Businesses could have six years to bring claims before a court that their trade secrets have been unlawfully acquired, used or disclosed under plans backed by EU ministers.

The Council of Ministers approved extending the maximum limitation period for initiating legal action over the infringement of trade secrets that EU member states could set as one of a number of amendments it has said should be made to European Commission plans for a new Trade Secrets Directive.

The Commission had proposed that businesses should be barred from launching a legal case against alleged infringers if those claims were lodged more than two years after the offence had allegedly taken place.

"Member states shall lay down the rules applicable to limitation periods for substantive claims or bringing actions for the application of the measures, procedures and remedies provided for in this Directive," text backed by the Council of Ministers' Competitiveness Council said. "Those rules shall determine when the limitation period begins to run, the duration of the limitation period and the circumstances under which the limitation period is interrupted or suspended. The duration of the limitation period shall not exceed six years."

In November last year the Commission published a draft Trade Secrets Directive which would introduce new protections for confidential business know-how and other trade secrets.

The Commission's proposals have been broadly supported by the Council of Ministers, which is one of the two law making bodies that must agree on the wording of new EU rules before those laws can take effect. The European Parliament has yet to reach a consensus on the plans.

Under the Commission proposals, which have also been backed by the Council, information would have to be secret, have commercial value because of its secrecy and been the subject of "reasonable steps under the circumstances, by the person lawfully in control of the information, to keep it secret" to qualify for protection. Information would be said to be 'secret' if "it is not, as a body or in the precise configuration and assembly of its components, generally known among or readily accessible to persons within the circles that normally deal with the kind of information in question".

However, the Council has given support to amendments which simplify the rules on when trade secrets would be said to be unlawfully acquired, used or disclosed.

Acquiring a trade secret without consent of the trade secret owner would be considered unlawful if "carried out by: unauthorised access to, copying or appropriation of any documents, objects, materials, substances or electronic files, lawfully under the control of the trade secret holder, containing the trade secret or from which the trade secret can be deduced", according to the proposals.

Unlawful acquisition of a trade secret would also be said to have occurred if it is achieved using "any other conduct which, under the circumstances, is considered contrary to honest commercial practices".

Using or disclosing a trade secret without the permission of its owner would be deemed unlawful if they have " acquired the trade secret unlawfully", are "in breach of a confidentiality agreement or any other duty to not disclose the trade secret" or are "in breach of a contractual or any other duty to limit the use of the trade secret".

The Council's proposals would also make it an offence to acquire, use or disclose a trade secret if the acquirer, user or discloser knew or ought to have known that "the trade secret was obtained directly or indirectly from another person who was using or disclosing the trade secret unlawfully".

In addition, "the production, offering or placing on the market of infringing goods, or import, export or storage of infringing goods for those purposes" would also be an unlawful activity under the Directive if "the person carrying out such activities knew, or should, under the circumstances, have known that the trade secret was used unlawfully".

Paris-based intellectual property law expert Emmanuel Gougé of Pinsent Masons, the law firm behind Out-Law.com, said: “Some of the provisions of the draft Directive still remain controversial.
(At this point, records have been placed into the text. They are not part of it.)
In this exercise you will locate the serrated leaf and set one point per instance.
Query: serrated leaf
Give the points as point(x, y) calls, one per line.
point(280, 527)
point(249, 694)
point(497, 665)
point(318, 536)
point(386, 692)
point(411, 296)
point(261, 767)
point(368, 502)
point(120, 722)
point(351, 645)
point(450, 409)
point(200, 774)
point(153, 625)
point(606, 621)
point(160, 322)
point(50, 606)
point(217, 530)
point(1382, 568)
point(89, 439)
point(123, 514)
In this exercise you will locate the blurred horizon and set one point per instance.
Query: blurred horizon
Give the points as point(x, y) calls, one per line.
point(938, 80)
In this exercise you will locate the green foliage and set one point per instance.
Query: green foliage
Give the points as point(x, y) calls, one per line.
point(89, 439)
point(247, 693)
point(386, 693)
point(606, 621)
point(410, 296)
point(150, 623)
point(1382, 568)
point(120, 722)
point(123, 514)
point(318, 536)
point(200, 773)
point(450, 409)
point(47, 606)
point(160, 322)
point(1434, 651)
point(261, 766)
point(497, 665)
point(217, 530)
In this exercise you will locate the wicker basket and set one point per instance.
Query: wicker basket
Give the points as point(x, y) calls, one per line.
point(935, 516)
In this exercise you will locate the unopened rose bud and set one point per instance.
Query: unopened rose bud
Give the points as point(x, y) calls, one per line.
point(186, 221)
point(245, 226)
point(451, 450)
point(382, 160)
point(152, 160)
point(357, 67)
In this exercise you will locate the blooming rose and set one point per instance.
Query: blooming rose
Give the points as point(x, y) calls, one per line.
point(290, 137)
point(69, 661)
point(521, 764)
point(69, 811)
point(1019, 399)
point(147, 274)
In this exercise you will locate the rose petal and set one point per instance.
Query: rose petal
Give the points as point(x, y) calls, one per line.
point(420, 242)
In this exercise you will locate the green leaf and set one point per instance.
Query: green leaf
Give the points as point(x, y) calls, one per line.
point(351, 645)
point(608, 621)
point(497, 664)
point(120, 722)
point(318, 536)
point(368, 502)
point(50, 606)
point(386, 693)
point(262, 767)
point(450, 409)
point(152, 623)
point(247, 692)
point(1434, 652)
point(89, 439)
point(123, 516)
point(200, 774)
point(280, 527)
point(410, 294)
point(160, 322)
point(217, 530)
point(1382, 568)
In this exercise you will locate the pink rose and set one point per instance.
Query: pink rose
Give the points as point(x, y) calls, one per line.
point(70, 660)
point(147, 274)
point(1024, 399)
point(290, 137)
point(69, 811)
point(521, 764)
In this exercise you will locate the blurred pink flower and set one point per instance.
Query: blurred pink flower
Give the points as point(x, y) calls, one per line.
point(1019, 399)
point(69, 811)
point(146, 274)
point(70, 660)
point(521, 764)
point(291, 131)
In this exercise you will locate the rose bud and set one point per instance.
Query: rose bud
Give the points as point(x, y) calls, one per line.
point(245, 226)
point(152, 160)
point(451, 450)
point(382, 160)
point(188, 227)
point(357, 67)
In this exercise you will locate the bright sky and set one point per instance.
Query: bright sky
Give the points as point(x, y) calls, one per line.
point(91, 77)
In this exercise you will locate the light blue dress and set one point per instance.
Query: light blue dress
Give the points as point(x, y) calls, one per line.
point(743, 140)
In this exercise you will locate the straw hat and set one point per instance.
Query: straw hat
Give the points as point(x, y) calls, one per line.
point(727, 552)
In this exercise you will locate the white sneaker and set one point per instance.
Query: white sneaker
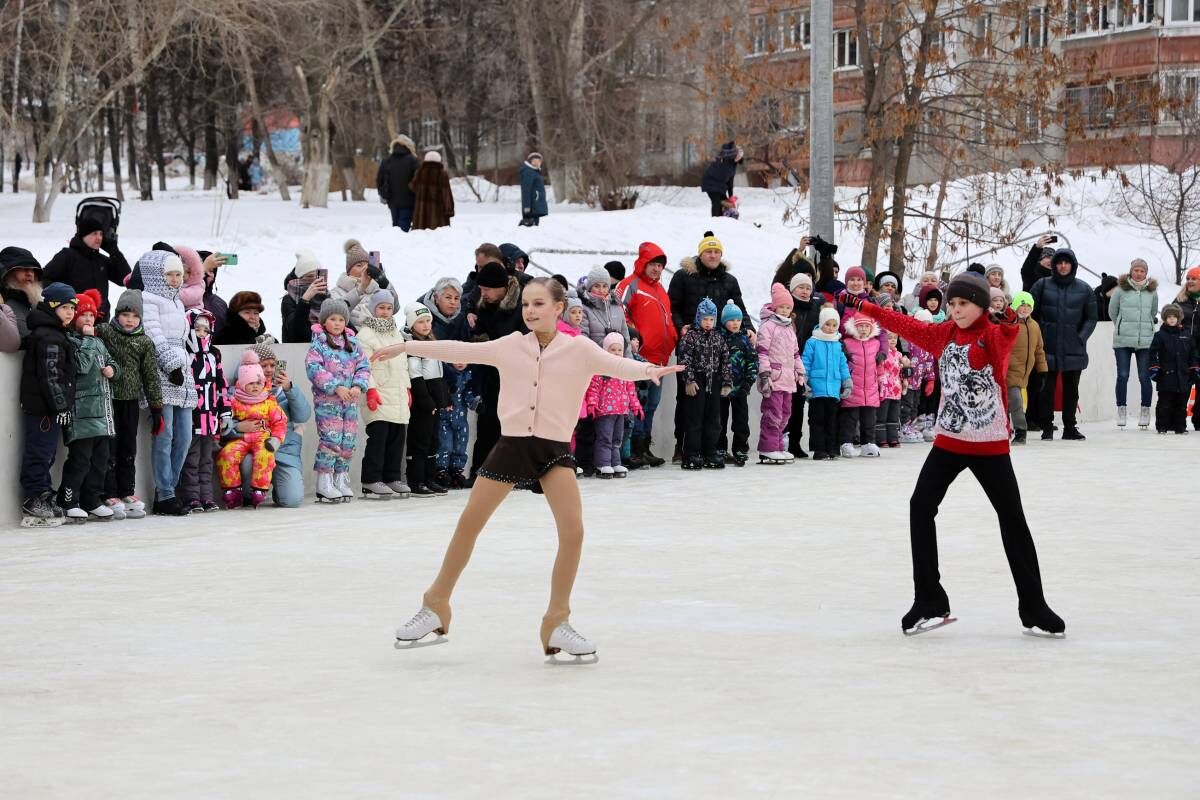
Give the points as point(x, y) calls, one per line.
point(425, 621)
point(102, 512)
point(567, 639)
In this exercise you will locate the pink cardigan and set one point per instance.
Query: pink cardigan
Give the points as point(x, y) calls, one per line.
point(541, 391)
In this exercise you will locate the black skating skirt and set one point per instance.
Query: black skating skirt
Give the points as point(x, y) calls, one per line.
point(523, 461)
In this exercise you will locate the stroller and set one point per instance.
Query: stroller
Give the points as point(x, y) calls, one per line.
point(107, 210)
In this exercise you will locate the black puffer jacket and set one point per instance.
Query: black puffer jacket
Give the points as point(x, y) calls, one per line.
point(83, 268)
point(48, 372)
point(394, 176)
point(1065, 307)
point(693, 282)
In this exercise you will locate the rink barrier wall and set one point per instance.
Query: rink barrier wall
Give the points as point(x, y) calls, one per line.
point(1096, 398)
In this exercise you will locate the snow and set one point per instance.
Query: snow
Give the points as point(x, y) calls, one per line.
point(748, 631)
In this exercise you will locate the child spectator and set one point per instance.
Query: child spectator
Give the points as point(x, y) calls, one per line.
point(82, 492)
point(706, 379)
point(137, 378)
point(744, 372)
point(47, 398)
point(609, 401)
point(389, 396)
point(208, 416)
point(1174, 366)
point(1027, 356)
point(887, 421)
point(161, 274)
point(430, 398)
point(339, 373)
point(252, 401)
point(861, 408)
point(780, 374)
point(828, 380)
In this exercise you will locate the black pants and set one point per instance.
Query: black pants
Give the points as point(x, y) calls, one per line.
point(995, 475)
point(887, 422)
point(1171, 411)
point(702, 414)
point(823, 425)
point(796, 423)
point(423, 446)
point(83, 474)
point(383, 459)
point(741, 414)
point(123, 455)
point(1069, 397)
point(37, 456)
point(858, 425)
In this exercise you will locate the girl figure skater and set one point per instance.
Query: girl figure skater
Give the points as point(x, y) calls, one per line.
point(544, 377)
point(972, 350)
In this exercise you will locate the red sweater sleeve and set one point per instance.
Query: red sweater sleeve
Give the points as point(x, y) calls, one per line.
point(930, 337)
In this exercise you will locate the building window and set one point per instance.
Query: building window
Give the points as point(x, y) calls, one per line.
point(845, 48)
point(797, 31)
point(1185, 11)
point(1035, 30)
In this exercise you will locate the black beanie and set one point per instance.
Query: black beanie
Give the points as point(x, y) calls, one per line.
point(492, 276)
point(971, 287)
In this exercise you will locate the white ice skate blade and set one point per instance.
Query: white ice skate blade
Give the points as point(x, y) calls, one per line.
point(561, 660)
point(927, 625)
point(1038, 633)
point(425, 642)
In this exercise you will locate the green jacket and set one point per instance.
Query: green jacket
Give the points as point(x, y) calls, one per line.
point(94, 396)
point(138, 367)
point(1133, 312)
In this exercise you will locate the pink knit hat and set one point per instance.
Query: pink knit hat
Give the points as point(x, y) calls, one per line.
point(780, 295)
point(250, 372)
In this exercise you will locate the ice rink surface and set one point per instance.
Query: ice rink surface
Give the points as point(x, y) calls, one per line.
point(748, 624)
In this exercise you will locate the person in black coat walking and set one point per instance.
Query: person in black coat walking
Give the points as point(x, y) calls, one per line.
point(82, 265)
point(393, 181)
point(1065, 307)
point(718, 179)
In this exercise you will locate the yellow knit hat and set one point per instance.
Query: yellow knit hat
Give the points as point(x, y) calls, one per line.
point(709, 242)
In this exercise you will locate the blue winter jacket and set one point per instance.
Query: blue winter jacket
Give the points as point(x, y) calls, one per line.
point(533, 192)
point(825, 362)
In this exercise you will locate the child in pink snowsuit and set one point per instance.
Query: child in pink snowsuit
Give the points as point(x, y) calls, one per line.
point(780, 372)
point(609, 401)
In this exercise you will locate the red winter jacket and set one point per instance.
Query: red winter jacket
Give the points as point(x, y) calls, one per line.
point(648, 307)
point(972, 419)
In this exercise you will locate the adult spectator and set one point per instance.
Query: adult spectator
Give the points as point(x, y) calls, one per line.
point(1133, 307)
point(82, 264)
point(493, 311)
point(444, 301)
point(1065, 307)
point(244, 325)
point(287, 480)
point(1188, 300)
point(432, 198)
point(718, 179)
point(394, 179)
point(648, 308)
point(1037, 263)
point(533, 192)
point(305, 288)
point(21, 284)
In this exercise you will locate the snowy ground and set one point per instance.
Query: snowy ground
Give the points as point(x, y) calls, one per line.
point(747, 620)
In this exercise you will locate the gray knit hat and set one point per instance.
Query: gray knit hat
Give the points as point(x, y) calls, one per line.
point(598, 275)
point(331, 307)
point(130, 300)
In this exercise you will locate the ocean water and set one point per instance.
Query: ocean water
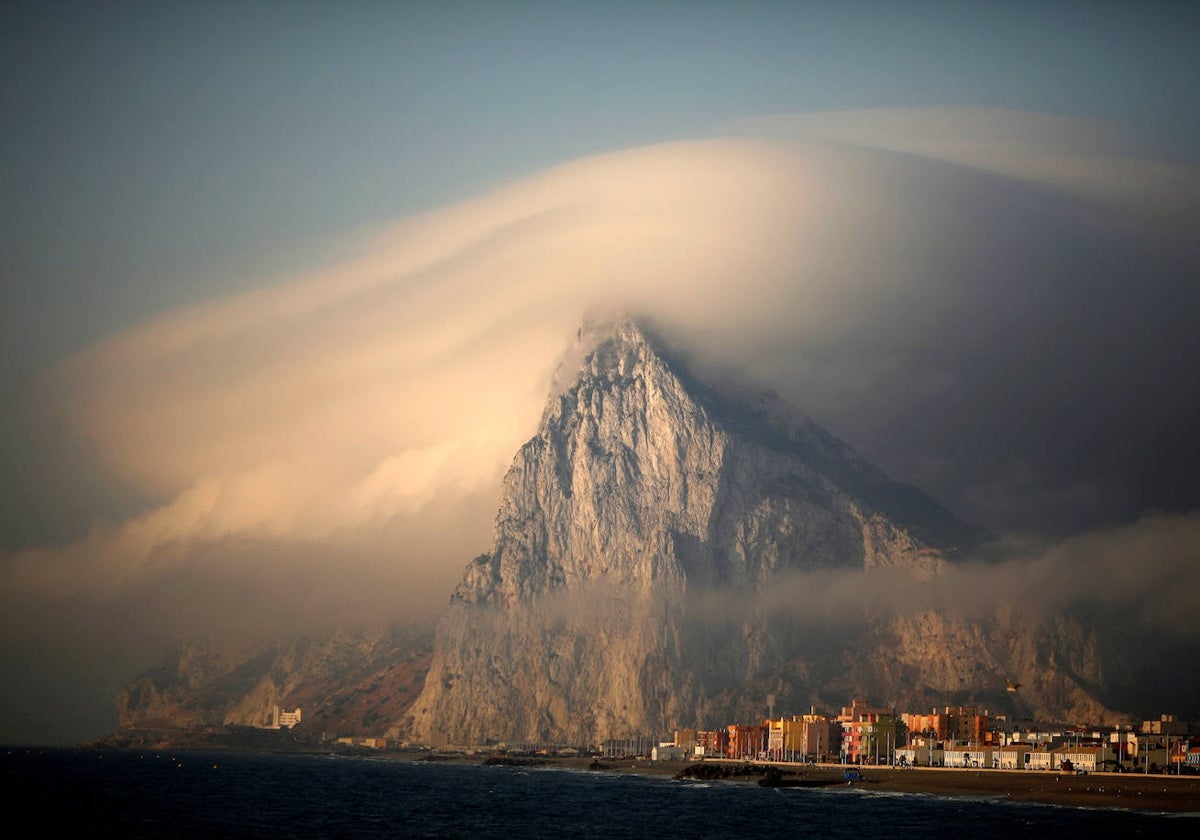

For example, the proposals would not prohibit reverse engineering."

"The rules, as currently drafted, consider the acquisition of trade secrets to be lawful if that acquisition occurred as a result of ‘observation, study, disassembly or test of a product or object that has been made available to the public or that it is lawfully in the possession of the acquirer of the information who is free from any legally valid duty to limit the acquisition of the trade secret’. A number of industry bodies are heavily lobbying against that provision," he said.

The Council said that the penalties able to be levied against infringers under the Directive should be for civil infringements, but its proposals leave it open to member states to determine whether to make trade secret infringements a criminal offence. Among the possible penalties infringers could be such to include the destruction of their infringing goods and an order to pay damages to trade secret owners.

Notis Mitarachi, president of the Competitiveness Council, said: "This decision will promote innovative companies, ensure fair and honest competition and create a secure environment conducting to innovation, the exchange of valuable know-how and cross-border commercial activities within the internal market. This will empower companies to continue investing with more confidence in research and innovation in Europe."